Was die Autoren (beide SPD-Mitglieder) nicht erwähnen: Erst die rot-grüne Bundesregierung unter Gerhard Schröder hat in Deutschland Kreditverkäufe zugelassen. Bemängelt wird, daß trotz fehlenden ökonomischen Nutzens die EU-Kommission Wiederverbriefungen nicht verboten hat. Doch muß man sich fragen, warum die Schaffung von Wertpapieren aus gebündelten Kreditforderungen überhaupt von volkswirtschaftlichem Nutzen sein soll. Der Handel mit Credit Default Swaps (CDS), also Ausfallrisiken von Krediten, die der US-Investor Warren Buffett treffend als „finanzielle Massenvernichtungswaffen“ bezeichnete, wird von den Autoren als sinnvoll angesehen, obwohl das deutsche Wirtschaftswunder auch ohne diese Erfindung stattfand. Eine Frage, die die Autoren ebenfalls unbeantwortet lassen, ist die, warum der Staat nicht verhindert, daß eine Bank überhaupt „systemrelevant“ werden kann.

Im zweiten Teil des Buches wird verlangt, daß die Reformen nicht auf die Finanzmärkte beschränkt bleiben dürfen. Vielfach liest sich das wie eine (ungewollte) Kritik an der Schröder-Politik: So befürworten die Autoren die Wiedereinführung der Vermögenssteuer, um das stete Wachstum von Geldvermögen zu drosseln. Auch daß man das Heil in Exportsteigerung und steigender Abhängigkeit vom Auslandskonsum, der Lohnkostensenkung und weniger Regulierung suche, müsse sich ändern.

Wie das Beispiel Griechenland veranschaulicht, könne eine verfehlte Wirtschaftspolitik globale Krisen auslösen; allerdings ziehen hier die Autoren – wohl aus parteiideologischen Gründen – nicht die richtigen Schlüsse, sondern bleiben „politisch korrekt“. Dieses Lavieren im zweiten Teil des Buches ist nicht verwunderlich, schließlich schreibt Steinberg inzwischen auch die Reden des SPD-Vorsitzenden Sigmar Gabriel.

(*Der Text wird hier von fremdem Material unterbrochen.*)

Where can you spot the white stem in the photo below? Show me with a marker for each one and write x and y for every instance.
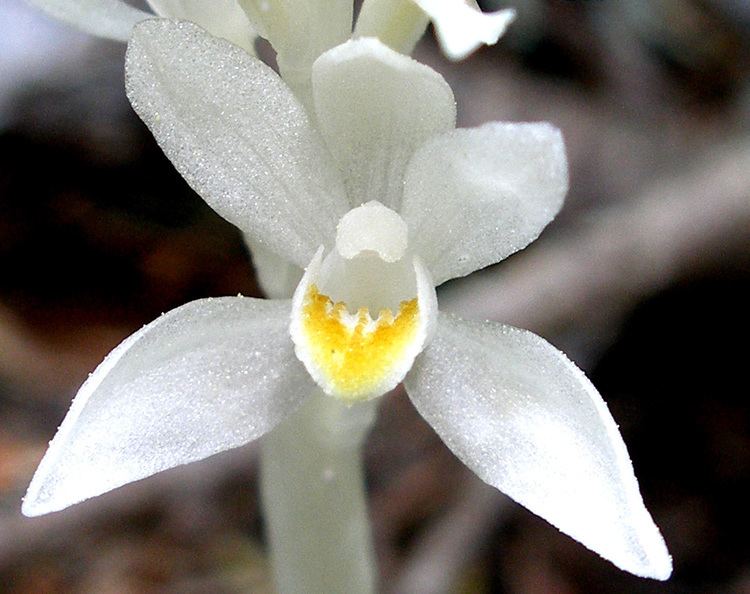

„Eine mangelnde Koordination der nationalen Wirtschaftspolitiken führt zur Destabilisierung der Realwirtschaft.“ Diese Behauptung, die weder objektiv noch logisch ist, führt die Autoren zum Verlangen nach einer „europäischen Wirtschaftsregierung“, die Augen davor verschließend, daß auch eine solche „Regierung“ erstens weder objektiv „gesamt­europäisch“ handeln wird und zweitens die unterschiedlichen Gegebenheiten in Europa auch damit nicht aufgehoben werden. Ähnlich naiv und utopisch wäre das Verlangen nach einer „Weltregierung“, um damit Kriege zu verhindern. Den letztlich konsequenten Schritt, die Rückkehr vom Euro zu den nationalen Währungen, lehnt man ab – so als könne eine Währung für unterschiedliche Länder mit unterschiedlichen Wirtschaften, unterschiedlichen wirtschaftlichen Entwicklungen und unterschiedlichen Sozialsystemen funktionieren.

Wenn die Autoren die Mißachtung des Haftungsprinzips im Finanzbereich anprangern, muß ergänzt werden, daß die Politik dieses bedenkenlos weiterführt: Nicht Managern, Finanzkonzernen oder Politikern, sondern dem Steuerzahler wird – gleich ob bei HRE, Euro oder Irland – die Last zur Reparatur von deren Fehlern aufbürdet.

Armin Steinbach, Philipp Steinberg: Nach der Krise ist vor der Krise. Metropolis-Verlag, Marburg 2010, broschiert, 233 Seiten, 19,80 Euro.